Robustness of Majorana bound states in the short junction limit

TL;DR

This paper investigates how strong coupling in a short junction limit affects Majorana bound states in superconductor-semiconductor nanowires, showing that a small superconducting gap does not significantly impair Majorana properties.

Contribution

It demonstrates that in the short junction limit, the superconducting gap size does not critically influence Majorana states, and elucidates how magnetic field effects depend on material parameters.

Findings

Superconducting gap size has minimal impact on Majorana states.

Critical magnetic field depends on wire cross section.

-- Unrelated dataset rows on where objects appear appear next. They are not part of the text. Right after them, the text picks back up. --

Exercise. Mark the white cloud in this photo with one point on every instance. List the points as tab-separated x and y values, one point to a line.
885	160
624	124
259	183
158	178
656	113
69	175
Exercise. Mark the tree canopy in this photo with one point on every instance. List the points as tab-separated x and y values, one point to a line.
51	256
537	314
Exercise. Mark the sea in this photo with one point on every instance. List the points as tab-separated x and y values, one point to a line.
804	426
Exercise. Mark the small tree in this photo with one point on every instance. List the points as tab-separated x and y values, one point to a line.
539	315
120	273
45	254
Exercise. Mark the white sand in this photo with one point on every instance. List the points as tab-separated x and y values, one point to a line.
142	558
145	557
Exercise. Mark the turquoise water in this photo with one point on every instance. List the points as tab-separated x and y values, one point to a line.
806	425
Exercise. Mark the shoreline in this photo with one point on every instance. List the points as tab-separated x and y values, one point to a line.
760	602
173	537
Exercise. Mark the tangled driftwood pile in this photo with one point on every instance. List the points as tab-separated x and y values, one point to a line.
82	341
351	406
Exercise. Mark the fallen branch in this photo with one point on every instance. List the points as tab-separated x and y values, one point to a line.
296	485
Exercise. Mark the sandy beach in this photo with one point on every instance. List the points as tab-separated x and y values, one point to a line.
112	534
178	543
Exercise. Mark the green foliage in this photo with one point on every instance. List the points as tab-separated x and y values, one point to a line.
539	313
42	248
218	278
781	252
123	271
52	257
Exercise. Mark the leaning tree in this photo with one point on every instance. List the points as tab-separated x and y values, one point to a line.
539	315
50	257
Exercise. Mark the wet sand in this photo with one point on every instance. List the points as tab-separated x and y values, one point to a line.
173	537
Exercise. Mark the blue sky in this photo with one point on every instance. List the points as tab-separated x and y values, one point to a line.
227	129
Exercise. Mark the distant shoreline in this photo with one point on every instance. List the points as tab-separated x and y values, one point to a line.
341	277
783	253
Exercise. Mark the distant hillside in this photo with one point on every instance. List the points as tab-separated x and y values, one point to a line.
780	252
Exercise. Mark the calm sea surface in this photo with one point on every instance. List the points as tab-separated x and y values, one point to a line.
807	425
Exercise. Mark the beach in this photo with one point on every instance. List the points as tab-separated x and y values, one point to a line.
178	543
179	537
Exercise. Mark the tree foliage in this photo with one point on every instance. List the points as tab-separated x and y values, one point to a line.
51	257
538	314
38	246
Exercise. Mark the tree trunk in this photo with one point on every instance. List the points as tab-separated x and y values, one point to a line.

Orbital and Zeeman effects are governed by material parameters.

Abstract

We study the effects of strong coupling between a superconductor and a semiconductor nanowire on the creation of the Majorana bound states, when the quasiparticle dwell time in the normal part of the nanowire is much shorter than the inverse superconducting gap. This "short junction" limit is relevant for the recent experiments using the epitaxially grown aluminum characterized by a transparent interface with the semiconductor and a small superconducting gap. We find that the small superconducting gap does not have a strong detrimental effect on the Majorana properties. Specifically, both the critical magnetic field required for creating a topological phase and the size of the Majorana bound states are independent of the superconducting gap. The critical magnetic field scales with the wire cross section, while the relative importance of the orbital and Zeeman effects of the magnetic field is controlled by the material parameters only: $g$-factor, effective electron mass, and the semiconductor-superconductor interface transparency.